The nuclear engineering department held a memorial service for Chris on Monday where students shared memories about him with his family and signed condolence messages. 

One of his professors, Jasmina Vujic, praised Wootton. “He was one of the best students,” said Vujic, who taught him NE162. “Very intelligent, exceptionally motivated and hard working.” 

Vujic said the department had decided to honor its top student with the “Chris Wootton Best Student” award starting this year. 

“Just about two weeks ago we sent him a letter informing him he had been admitted to our master’s program,” Vujic said. “He was so happy. We are all extremely heartbroken.” 

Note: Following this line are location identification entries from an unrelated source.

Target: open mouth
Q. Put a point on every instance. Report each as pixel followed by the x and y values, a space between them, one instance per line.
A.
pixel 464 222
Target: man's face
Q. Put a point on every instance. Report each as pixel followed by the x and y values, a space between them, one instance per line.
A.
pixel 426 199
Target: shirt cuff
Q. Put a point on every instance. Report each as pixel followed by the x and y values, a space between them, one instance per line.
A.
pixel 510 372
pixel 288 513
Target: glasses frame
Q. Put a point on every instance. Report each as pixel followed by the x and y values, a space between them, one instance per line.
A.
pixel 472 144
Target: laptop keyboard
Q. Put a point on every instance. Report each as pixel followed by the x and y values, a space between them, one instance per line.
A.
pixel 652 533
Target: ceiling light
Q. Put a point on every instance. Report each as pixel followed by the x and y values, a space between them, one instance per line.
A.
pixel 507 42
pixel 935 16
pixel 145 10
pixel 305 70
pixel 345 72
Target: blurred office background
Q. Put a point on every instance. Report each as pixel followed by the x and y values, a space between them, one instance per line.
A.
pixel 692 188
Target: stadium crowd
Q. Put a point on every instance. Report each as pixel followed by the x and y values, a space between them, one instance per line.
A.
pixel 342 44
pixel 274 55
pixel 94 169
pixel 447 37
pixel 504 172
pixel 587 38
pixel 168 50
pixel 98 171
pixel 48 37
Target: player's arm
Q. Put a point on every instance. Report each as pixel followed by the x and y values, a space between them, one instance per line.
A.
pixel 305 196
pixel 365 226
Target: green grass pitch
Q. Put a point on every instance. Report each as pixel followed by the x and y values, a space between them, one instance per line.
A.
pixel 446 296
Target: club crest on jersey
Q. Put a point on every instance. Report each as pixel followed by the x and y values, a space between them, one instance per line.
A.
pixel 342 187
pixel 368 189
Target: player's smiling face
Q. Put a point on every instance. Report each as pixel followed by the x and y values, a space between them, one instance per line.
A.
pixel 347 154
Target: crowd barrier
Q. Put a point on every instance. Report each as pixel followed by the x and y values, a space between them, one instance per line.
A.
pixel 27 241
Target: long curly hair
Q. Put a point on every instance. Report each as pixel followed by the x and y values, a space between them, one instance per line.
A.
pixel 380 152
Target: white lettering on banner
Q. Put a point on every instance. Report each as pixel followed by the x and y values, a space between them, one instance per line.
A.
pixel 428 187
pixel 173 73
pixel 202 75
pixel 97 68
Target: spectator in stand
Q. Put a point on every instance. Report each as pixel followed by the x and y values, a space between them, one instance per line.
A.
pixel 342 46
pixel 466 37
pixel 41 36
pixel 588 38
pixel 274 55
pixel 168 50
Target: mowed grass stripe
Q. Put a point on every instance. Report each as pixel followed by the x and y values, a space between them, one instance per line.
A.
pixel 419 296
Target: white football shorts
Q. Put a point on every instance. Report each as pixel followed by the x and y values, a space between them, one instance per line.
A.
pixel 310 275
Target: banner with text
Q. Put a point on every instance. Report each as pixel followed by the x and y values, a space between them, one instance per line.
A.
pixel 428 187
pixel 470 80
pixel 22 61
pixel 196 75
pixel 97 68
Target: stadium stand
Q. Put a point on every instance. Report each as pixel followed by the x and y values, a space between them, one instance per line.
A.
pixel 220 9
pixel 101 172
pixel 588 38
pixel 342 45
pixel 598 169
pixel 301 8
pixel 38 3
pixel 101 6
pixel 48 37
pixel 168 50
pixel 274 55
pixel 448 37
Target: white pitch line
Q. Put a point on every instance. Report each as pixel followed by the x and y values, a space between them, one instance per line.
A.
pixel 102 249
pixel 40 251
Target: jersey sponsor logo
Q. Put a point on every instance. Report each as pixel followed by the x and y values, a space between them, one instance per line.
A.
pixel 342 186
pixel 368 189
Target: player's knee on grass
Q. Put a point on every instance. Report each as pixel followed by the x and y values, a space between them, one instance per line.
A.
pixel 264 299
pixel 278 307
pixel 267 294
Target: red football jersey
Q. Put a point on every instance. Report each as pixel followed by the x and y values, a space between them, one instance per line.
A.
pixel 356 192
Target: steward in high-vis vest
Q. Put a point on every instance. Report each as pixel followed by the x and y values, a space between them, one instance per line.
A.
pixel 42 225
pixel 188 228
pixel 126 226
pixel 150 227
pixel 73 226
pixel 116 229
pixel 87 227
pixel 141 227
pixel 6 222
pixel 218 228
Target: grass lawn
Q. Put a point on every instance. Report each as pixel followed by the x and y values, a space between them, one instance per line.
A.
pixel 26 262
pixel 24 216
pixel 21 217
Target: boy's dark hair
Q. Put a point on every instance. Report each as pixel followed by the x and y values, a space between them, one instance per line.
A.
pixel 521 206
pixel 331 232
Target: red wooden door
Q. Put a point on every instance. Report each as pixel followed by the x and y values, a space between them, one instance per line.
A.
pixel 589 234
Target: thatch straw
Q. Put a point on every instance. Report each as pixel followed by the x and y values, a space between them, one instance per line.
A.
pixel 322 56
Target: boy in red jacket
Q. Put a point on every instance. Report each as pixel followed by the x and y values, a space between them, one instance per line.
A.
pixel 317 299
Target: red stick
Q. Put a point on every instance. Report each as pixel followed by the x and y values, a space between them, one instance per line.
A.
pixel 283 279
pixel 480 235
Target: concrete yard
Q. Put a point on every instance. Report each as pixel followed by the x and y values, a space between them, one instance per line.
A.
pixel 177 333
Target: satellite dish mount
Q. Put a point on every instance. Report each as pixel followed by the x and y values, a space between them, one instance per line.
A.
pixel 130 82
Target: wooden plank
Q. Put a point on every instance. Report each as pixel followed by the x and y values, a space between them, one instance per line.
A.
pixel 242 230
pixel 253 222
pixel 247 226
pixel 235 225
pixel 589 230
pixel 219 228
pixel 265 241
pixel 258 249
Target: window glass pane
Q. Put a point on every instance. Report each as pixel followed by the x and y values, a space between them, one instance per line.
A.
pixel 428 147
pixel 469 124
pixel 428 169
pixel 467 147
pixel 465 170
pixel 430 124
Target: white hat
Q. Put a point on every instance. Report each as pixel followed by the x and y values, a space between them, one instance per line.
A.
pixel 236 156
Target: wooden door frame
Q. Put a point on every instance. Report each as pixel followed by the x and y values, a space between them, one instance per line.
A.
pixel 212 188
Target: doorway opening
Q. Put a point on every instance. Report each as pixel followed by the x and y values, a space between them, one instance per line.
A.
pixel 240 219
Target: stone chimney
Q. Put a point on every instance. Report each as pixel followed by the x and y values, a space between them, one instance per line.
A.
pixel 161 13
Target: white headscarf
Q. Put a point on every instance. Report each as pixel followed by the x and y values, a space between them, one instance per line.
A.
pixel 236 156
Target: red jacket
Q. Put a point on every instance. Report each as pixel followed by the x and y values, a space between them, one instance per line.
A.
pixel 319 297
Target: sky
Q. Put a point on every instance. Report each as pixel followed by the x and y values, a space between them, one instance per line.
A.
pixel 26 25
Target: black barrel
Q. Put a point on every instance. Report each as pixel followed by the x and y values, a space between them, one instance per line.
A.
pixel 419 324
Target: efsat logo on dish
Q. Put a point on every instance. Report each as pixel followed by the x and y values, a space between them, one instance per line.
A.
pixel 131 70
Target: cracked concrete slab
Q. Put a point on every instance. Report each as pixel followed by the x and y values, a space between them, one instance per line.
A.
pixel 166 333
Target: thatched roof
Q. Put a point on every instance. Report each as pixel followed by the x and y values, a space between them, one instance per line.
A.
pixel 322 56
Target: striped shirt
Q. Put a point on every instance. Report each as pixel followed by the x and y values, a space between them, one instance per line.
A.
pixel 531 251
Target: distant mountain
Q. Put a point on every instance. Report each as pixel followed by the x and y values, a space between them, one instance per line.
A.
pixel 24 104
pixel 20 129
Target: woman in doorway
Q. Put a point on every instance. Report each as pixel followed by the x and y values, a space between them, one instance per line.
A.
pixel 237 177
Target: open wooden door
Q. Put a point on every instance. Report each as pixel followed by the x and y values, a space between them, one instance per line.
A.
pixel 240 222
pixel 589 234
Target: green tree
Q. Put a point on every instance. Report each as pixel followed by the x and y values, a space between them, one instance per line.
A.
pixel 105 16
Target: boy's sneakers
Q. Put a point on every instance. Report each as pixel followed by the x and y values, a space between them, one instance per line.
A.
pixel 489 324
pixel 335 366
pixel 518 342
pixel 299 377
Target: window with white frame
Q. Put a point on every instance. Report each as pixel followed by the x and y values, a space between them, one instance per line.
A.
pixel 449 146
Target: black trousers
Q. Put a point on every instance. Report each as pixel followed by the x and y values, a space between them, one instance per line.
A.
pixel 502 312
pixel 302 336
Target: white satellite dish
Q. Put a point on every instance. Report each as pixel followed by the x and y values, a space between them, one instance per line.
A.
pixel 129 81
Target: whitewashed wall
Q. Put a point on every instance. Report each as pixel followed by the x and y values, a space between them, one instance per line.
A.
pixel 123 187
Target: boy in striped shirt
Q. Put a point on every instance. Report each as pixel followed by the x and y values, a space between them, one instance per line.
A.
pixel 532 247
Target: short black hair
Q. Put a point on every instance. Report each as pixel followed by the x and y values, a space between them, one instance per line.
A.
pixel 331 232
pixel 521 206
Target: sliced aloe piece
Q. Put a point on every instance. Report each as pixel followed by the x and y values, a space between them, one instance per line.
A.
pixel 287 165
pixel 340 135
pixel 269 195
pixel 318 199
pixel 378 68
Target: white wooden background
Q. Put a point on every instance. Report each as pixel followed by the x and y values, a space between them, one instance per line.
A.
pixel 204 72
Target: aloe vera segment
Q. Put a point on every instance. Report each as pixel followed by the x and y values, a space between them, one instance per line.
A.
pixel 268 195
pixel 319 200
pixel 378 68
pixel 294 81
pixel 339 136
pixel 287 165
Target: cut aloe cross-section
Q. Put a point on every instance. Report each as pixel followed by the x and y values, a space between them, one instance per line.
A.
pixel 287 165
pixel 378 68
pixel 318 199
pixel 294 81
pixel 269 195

Vujic said he had heard that Wootton might have been trying to be a peacemaker when he was killed. 

“Chris’s brother told me that Chris had called 911 to say somebody had a knife and that he wanted to break up a fight,” Vujic said. “The question everyone is asking is why he wasn’t taken to a nearer hospital, regardless of all the hospitals being full, and instead taken to Castro Valley.” 

The last murder of a UC Berkeley student was in 1998, when 20-year-old Kenneth Ishida, a UC Berkeley senior, was kidnapped from the garage of his Channing Way apartment building by a Richmond couple and found shot to death in a downtown Vallejo alley.